None of which comes as a surprise to Andy Gurd, director of product launches at project life-cycle tools maker Telelogic. Gurd traces the proliferation of requirements management products from their initial adoption in the aerospace industries and the U.S. defense department, where standards are understandably high, to a growing presence in more mainstream industries, such as telecommunications, finance and automotive.

''The recognition of the importance of requirements management has certainly been growing,'' Gurd told eADT . ''It has grown out of practices in the aerospace and defense department, and it has gained increasing importance and acceptance in other industries, even in very mainstream IT in areas like banking and insurance.''

Headquartered in Malmo, Sweden, with U.S. headquarters in Irvine, Calif., Telelogic has been a major player in this market for many years, and its Doors product is one of the best-known brand names. Today, the company is set to announce the release of the 7.1 version of its venerable requirements management toolset. Analysts put Doors in the leadership spot in this market, though it is flanked by products from software heavyweights IBM Rational and Borland. The company claims more than 100,000 users in 1,300 companies around the world.

Telelogic bills Doors as a multiplatform, enterprise-wide system for capturing, linking, tracing, analyzing and managing changes to information to ensure a project's compliance to specified requirements and standards. The 7.1 release adds functionality that Gurd said was added based on customer demand. Telelogic meets regularly with officials from its larger customers -- including Motorola, Lockheed and Boeing -- which the company has organized into several Leadership Counsels, to get feedback on its products. ''We practice what we preach at those meetings,'' Gurd said. ''We actually go through a requirements capture exercise, discuss the requirements, prioritize them, and then give our customers a chance to talk to each other and share ideas.
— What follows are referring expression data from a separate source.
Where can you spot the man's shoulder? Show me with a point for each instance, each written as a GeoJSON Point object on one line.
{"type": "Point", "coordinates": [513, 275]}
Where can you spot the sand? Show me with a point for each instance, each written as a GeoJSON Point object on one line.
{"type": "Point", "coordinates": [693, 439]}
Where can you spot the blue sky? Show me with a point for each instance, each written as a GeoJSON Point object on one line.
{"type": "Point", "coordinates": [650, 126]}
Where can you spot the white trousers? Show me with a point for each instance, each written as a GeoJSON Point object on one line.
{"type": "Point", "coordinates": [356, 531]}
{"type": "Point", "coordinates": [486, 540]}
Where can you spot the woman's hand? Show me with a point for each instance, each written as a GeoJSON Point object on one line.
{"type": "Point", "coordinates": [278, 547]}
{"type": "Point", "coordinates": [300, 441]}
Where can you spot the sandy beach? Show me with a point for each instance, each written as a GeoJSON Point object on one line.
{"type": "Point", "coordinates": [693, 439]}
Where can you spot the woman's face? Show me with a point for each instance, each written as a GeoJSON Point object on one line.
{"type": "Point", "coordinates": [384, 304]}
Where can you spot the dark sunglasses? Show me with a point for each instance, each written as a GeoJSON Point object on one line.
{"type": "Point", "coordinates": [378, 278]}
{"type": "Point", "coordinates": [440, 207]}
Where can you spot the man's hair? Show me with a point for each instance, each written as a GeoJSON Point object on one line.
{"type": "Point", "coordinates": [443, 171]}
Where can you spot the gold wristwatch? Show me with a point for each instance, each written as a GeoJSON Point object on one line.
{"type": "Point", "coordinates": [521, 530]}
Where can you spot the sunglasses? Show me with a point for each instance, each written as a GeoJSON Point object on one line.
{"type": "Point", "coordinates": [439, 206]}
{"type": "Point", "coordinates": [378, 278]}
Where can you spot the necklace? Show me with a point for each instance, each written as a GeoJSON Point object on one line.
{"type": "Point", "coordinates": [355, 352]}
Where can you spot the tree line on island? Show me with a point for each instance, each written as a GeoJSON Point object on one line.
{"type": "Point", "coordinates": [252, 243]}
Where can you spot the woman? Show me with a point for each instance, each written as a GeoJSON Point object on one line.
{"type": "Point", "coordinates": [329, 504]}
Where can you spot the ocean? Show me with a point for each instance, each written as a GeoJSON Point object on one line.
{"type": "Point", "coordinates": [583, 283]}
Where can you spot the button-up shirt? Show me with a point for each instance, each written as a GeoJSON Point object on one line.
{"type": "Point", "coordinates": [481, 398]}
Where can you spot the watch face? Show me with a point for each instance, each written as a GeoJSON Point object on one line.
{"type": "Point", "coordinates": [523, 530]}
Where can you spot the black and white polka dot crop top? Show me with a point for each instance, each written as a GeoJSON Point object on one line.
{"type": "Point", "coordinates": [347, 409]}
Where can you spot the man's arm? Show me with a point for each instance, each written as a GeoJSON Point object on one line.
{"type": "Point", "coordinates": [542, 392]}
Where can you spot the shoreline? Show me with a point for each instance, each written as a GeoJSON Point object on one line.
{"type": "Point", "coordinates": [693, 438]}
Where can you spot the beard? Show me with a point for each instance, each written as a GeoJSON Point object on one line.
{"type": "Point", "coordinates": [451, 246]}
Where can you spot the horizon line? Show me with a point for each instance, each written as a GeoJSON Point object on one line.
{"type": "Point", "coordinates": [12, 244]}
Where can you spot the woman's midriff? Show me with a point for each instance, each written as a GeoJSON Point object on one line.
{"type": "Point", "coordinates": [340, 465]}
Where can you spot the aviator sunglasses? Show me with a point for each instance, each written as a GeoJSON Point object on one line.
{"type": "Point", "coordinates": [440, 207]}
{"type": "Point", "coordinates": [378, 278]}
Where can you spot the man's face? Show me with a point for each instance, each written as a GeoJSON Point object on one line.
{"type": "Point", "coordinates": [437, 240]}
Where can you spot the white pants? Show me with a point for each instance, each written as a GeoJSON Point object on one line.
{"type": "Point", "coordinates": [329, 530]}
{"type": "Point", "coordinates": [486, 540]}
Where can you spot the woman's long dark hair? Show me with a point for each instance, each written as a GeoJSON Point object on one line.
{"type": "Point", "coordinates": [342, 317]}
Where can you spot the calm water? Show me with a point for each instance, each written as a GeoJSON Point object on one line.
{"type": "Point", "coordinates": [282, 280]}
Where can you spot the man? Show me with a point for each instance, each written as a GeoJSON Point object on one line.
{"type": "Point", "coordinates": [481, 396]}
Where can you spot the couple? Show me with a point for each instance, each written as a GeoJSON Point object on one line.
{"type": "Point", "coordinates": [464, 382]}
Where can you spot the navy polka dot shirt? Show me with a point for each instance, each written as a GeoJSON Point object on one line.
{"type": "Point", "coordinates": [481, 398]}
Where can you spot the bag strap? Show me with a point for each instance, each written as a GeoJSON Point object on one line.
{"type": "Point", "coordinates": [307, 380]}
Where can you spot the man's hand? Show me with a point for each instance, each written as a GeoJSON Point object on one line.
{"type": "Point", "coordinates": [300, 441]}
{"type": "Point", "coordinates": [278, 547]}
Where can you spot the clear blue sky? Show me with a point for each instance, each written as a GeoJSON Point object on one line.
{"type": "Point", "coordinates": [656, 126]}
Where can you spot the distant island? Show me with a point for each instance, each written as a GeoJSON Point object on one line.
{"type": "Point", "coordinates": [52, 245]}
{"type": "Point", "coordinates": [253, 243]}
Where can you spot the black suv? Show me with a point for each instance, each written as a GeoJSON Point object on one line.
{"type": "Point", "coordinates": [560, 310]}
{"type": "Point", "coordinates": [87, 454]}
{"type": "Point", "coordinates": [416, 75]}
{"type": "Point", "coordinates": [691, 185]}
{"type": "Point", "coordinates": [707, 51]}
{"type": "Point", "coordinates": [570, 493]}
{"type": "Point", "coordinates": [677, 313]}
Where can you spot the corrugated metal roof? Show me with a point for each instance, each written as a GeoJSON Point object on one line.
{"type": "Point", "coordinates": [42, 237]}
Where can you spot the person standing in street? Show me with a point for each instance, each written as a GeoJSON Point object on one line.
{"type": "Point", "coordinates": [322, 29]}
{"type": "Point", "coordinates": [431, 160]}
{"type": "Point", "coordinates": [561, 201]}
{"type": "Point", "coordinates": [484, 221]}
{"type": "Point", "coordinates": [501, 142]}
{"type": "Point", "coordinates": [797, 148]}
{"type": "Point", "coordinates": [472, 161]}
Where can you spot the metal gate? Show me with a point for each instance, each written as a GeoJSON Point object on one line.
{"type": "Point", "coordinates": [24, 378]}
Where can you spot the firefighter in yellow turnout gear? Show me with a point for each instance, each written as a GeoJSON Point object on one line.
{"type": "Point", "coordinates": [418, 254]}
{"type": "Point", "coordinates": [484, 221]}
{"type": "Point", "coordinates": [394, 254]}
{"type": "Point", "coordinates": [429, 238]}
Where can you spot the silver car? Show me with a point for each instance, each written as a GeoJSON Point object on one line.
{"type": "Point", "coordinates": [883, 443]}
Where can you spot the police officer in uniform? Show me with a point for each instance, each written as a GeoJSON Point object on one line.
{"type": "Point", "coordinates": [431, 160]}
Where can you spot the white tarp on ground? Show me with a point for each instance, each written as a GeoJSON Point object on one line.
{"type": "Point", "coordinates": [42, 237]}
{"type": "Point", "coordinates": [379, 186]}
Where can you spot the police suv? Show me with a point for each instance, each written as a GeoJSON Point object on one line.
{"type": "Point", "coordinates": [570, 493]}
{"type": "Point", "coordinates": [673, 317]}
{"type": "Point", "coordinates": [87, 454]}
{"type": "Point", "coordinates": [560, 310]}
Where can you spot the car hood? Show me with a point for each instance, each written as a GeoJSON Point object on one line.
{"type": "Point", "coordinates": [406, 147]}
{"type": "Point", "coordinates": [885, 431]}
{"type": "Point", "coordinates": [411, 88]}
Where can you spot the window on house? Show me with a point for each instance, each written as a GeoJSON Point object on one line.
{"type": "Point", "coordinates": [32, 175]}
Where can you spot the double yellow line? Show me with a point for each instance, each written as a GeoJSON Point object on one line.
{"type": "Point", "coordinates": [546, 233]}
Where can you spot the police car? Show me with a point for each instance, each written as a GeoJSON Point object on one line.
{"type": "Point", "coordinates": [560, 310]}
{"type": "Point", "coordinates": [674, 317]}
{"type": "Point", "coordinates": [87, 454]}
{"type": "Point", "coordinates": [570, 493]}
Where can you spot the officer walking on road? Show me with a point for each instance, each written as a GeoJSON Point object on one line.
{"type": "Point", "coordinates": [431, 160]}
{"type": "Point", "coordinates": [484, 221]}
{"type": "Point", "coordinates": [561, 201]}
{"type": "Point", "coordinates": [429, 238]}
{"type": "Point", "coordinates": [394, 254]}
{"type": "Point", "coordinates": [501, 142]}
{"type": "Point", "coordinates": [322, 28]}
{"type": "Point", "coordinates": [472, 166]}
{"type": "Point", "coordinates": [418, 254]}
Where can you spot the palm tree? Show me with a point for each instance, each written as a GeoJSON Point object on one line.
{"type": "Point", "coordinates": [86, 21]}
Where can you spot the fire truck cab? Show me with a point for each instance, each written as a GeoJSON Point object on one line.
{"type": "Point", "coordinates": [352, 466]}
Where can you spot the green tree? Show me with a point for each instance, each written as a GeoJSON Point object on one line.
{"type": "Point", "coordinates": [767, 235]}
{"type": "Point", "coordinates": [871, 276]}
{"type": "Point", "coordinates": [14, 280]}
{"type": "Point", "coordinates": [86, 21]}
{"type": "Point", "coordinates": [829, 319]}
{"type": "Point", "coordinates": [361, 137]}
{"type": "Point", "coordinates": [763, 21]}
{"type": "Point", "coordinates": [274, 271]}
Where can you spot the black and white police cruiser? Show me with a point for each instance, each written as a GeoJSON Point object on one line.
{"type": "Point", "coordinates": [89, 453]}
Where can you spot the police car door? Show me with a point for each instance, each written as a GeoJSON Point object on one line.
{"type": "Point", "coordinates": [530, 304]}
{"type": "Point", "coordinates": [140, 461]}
That's what formulated many of the requirements for this release.''

Doors 7.1 is designed to improve project team collaboration and communication throughout the development life cycle, and to help make the adoption of a requirements-driven development approach quicker and easier.

Specifically, the 7.1 version adds:
* A Test Tracking Toolkit for creating links from requirements to tests; it also ensures that requirements are covered by tests, generate test runs, record the results automatically and compare test run results.

* A Document Compare feature that allows developers to compare two requirements documents side-by side using an automatic redline feature to show all differences.

* New Tables that allow developers to see the multiple properties of each requirement within a single table cell, enabling more details to be viewed directly in the tables themselves without making them open additional windows.

* Support for more platforms, including Microsoft Windows 2003 Server and Microsoft Office 2003.

Telelogic Doors 7.1 starts shipping today for Microsoft Windows 2000 Professional and Server, Microsoft Windows NT 4.0, Windows XP, HP UX 11 (64 bit), Solaris 8 and 9, GNU/Linux, RedHat v8.0 (Doors server only), Microsoft Windows 2003 Server (Doors server only), Microsoft Office 2000/2002 (XP), Microsoft Office 2003, and FLEXIm 8 and 9.2 support.